Elmerangel “Elmer” Francisco Calata, 29, Peace Corps Volunteer.

“Dude, I have been so blessed to know all of the people that I have known here. I’m painting a friend’s house right now just to be able to get the money to get back to Paraguay. I was born in the Philippines, outside of Manila. I moved to Richmond when I was 16. It was 1998. When I moved I didn’t know how to speak English.

“When I was in the Philippines, you didn’t go anywhere. You live in your community, and that’s what you know. But my life is a movie now. I could never have imagined that I’d live in America, in Richmond, or move to Paraguay for almost three years. Or that I’d go back.

“I went to VCU. I had actually quit school for a while and started work [at] Sticky Rice. I was playing with the idea of starting a Filipino restaurant when this guy came in and sat in front of me. First it was a casual conversation. He said he worked for VCU and that if I was interested in going back to school, there was this new program in urban planning and international relations. I said, why not. Dude!

“A friend of mine was doing Peace Corps Fiji, and that kind of channeled into me thinking that I could do this. But I needed to be somewhere that I could relate to. I knew that I was more valuable in a Third World country, like my country.

“The first time I landed in Paraguay for the Peace Corps I was like, “Hell yes.” It was raw. The country is just raw. There are dirt roads everywhere. In the first community I worked in — it was about an hour bus ride on a completely dirt road. It was beautiful, man, like farms everywhere. And there’s only like three buses that go into town every day, and if it rains they don’t even travel. The whole town stops.

“After that I got posted in the north. I spent four months there. I thought I did really well. That second community … that’s when it hits you like, this is the Peace Corps experience. You have a lot of down time. You get to know about yourself. You live by yourself in a small little brick house. I had water. I had a shower. I didn’t have that in the Philippines. We used a pail and a bucket. They use that in Paraguay, too, in some of the more rural areas. I didn’t get to stay.

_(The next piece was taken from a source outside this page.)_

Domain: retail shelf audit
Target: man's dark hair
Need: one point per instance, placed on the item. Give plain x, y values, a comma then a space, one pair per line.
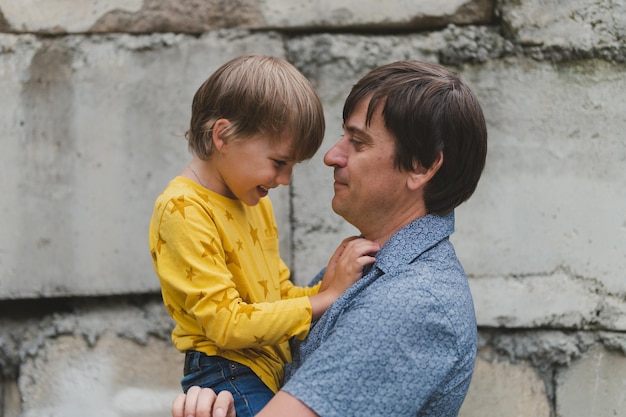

“A conflict started with the EPP or Ejercito del Pueblo Paraguayo, the Marxist guerilla movement. The people in the town wanted us to stay, but it was crazy because the word came from the American embassy, and they’re like “You gotta get out.”

“It can be very difficult to work with government in Paraguay. But for us, being Americans, it’s hard to get in because there’s a bad connotation being an American. They think we want their resources. Or they just think we’re spies.

“I’m done with the first 27 months. Before you leave the Peace Corps, there’s a battle. Should I leave? Should I not? Should I go back? What do I do, you know? I felt like I needed to stay. I’m flying back tomorrow, and there’s this new project.

“I tell you, man, after two-and-a-half years that I was in the Peace Corps, I felt for the first time that this was what I came here to do.

“I’ve got another 10 months. I’m there to September 2012. I know I’m always going to be back in Richmond. But I don’t know what the next step is. I’m cool with that. You just gotta roll with the everyday living, you know?”